事例:富士通株式会社における全社ジョブ型人材マネジメントの導入
富士通株式会社では、全従業員を対象にジョブ型人材マネジメントを導入し、従来の年功的な要素からの転換を進めています。社内公募制度の活用や専門性に基づく配置を強化することで、従業員一人ひとりが自律的にキャリアを選択できる仕組みを整備しています。これにより、適材適所の実現と組織全体の生産性向上を同時に目指しています。

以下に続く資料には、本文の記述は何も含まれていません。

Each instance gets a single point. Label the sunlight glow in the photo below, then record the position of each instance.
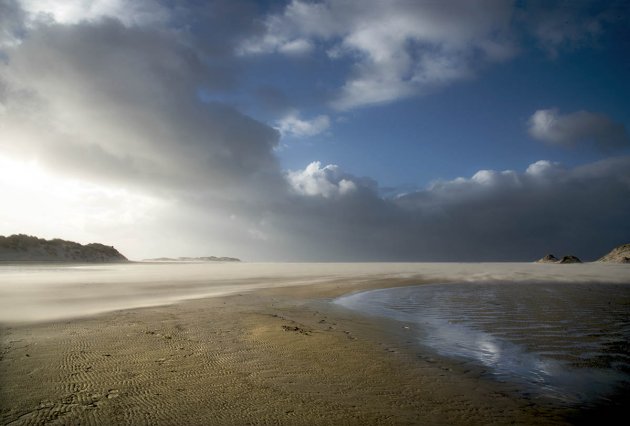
(36, 201)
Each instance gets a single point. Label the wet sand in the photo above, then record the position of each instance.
(281, 355)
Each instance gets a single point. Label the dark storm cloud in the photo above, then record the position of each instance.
(117, 100)
(490, 216)
(576, 128)
(120, 102)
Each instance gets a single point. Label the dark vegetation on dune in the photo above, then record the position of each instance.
(22, 247)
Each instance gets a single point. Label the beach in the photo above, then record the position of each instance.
(248, 344)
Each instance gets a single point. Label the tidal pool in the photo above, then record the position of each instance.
(563, 341)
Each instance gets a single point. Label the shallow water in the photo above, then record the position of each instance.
(567, 342)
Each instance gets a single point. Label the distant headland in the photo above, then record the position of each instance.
(619, 254)
(26, 248)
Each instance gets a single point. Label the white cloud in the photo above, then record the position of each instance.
(328, 181)
(296, 47)
(399, 47)
(292, 125)
(137, 12)
(579, 127)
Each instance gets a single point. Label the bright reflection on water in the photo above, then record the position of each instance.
(564, 341)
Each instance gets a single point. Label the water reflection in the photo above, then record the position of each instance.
(564, 341)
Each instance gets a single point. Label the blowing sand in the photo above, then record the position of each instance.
(267, 355)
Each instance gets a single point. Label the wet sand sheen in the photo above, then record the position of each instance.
(561, 341)
(276, 355)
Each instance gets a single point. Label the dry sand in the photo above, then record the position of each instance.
(279, 355)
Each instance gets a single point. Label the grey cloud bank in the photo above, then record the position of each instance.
(115, 100)
(579, 127)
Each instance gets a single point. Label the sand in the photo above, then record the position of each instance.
(267, 355)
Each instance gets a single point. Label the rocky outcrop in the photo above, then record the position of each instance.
(26, 248)
(570, 259)
(550, 258)
(619, 254)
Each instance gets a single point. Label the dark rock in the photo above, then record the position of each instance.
(550, 258)
(26, 248)
(619, 254)
(570, 259)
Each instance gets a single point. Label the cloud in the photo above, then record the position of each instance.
(567, 25)
(113, 102)
(572, 129)
(292, 125)
(492, 215)
(138, 12)
(314, 180)
(119, 103)
(400, 48)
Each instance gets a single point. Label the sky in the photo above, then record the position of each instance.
(330, 130)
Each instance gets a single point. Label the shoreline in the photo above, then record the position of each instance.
(281, 355)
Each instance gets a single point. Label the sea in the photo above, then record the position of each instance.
(564, 342)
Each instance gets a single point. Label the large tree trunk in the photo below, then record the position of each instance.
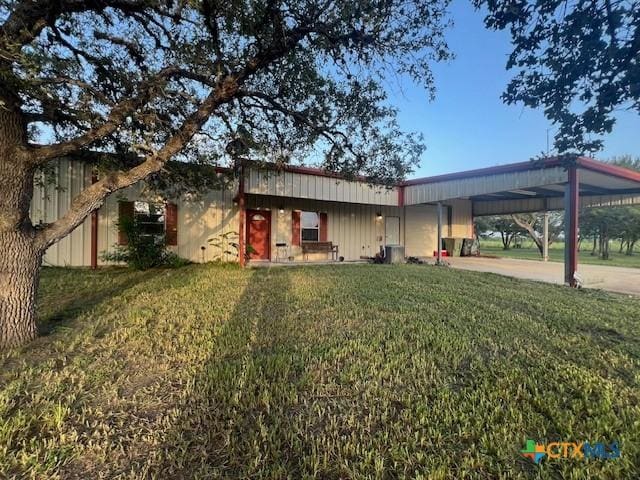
(20, 254)
(19, 275)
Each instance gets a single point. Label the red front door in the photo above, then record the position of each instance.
(259, 234)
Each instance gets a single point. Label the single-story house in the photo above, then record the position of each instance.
(285, 213)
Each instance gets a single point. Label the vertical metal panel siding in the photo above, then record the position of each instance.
(353, 227)
(466, 187)
(298, 185)
(462, 218)
(51, 201)
(421, 230)
(198, 218)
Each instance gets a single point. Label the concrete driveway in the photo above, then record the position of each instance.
(613, 279)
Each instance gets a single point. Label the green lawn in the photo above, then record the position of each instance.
(556, 253)
(359, 371)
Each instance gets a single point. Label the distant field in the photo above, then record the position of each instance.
(556, 253)
(328, 372)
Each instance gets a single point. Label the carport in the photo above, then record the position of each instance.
(559, 183)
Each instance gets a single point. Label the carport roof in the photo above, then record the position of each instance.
(582, 162)
(529, 186)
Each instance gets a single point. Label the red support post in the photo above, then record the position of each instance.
(572, 202)
(94, 232)
(242, 219)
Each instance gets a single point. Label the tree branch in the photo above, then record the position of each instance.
(93, 197)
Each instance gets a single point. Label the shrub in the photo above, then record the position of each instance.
(142, 251)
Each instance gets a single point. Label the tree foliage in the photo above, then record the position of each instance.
(578, 60)
(621, 223)
(270, 80)
(502, 224)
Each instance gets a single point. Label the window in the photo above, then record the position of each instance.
(150, 218)
(310, 227)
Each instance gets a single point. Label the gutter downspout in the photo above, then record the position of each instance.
(242, 218)
(94, 232)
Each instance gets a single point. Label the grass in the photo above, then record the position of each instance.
(556, 253)
(359, 371)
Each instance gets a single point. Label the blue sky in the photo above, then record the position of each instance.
(467, 125)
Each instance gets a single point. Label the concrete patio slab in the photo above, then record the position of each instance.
(613, 279)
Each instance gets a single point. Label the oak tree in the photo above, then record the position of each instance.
(578, 60)
(149, 81)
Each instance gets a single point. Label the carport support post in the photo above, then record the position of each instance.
(545, 237)
(242, 248)
(439, 258)
(571, 202)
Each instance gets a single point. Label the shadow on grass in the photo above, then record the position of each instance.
(233, 423)
(58, 308)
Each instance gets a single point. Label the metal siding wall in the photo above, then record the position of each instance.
(462, 219)
(52, 201)
(353, 227)
(288, 184)
(421, 230)
(466, 187)
(198, 219)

事例:パナソニック コネクト株式会社におけるジョブ型雇用の本格導入
パナソニック コネクト株式会社は、日本企業の中でもいち早くジョブ型雇用を本格的に導入した企業の一つです。職務を起点とした報酬制度や働き方へと大きく転換し、成果と役割に基づいた明確な評価体系を構築しています。これにより、個人の専門性を最大限に活かす組織運営を実現しています。
事例:KDDI株式会社における職種別ジョブ型採用の実施
KDDI株式会社では、専門性や個人の意思を重視した人材戦略の一環として、新卒採用の段階から職種別(ジョブ型)採用を導入しています。入社時点で職務内容を明確化することで、入社後のミスマッチを防ぎ、専門領域での早期活躍を促進する仕組みを構築しています。
事例:株式会社資生堂における役割等級制度の導入
株式会社資生堂は、グローバル基準の人材マネジメントを目指し、職務ごとの役割等級制度を導入しています。職務や責任の大きさに応じて評価・処遇を決定する仕組みにより、国や地域を問わない統一的な人材マネジメントの実現を進めています。これにより、グローバル企業としての競争力強化を図っています。
まとめ:ジョブ型人事制度の導入検討に向けて
この記事の要点をまとめます。
・ジョブ型人事制度は職務内容を明確にして最適な人財を配置する仕組みである
・日本企業のグローバル化や専門人財の獲得競争を背景に導入が加速している
・企業側のメリットとして適材適所と専門性の向上が期待できる
・導入の際は精緻な職務記述書の作成と丁寧な評価制度の移行プロセスが重要となる
自社の経営戦略と照らし合わせながら、最適な人事制度のあり方をぜひ検討してみてください。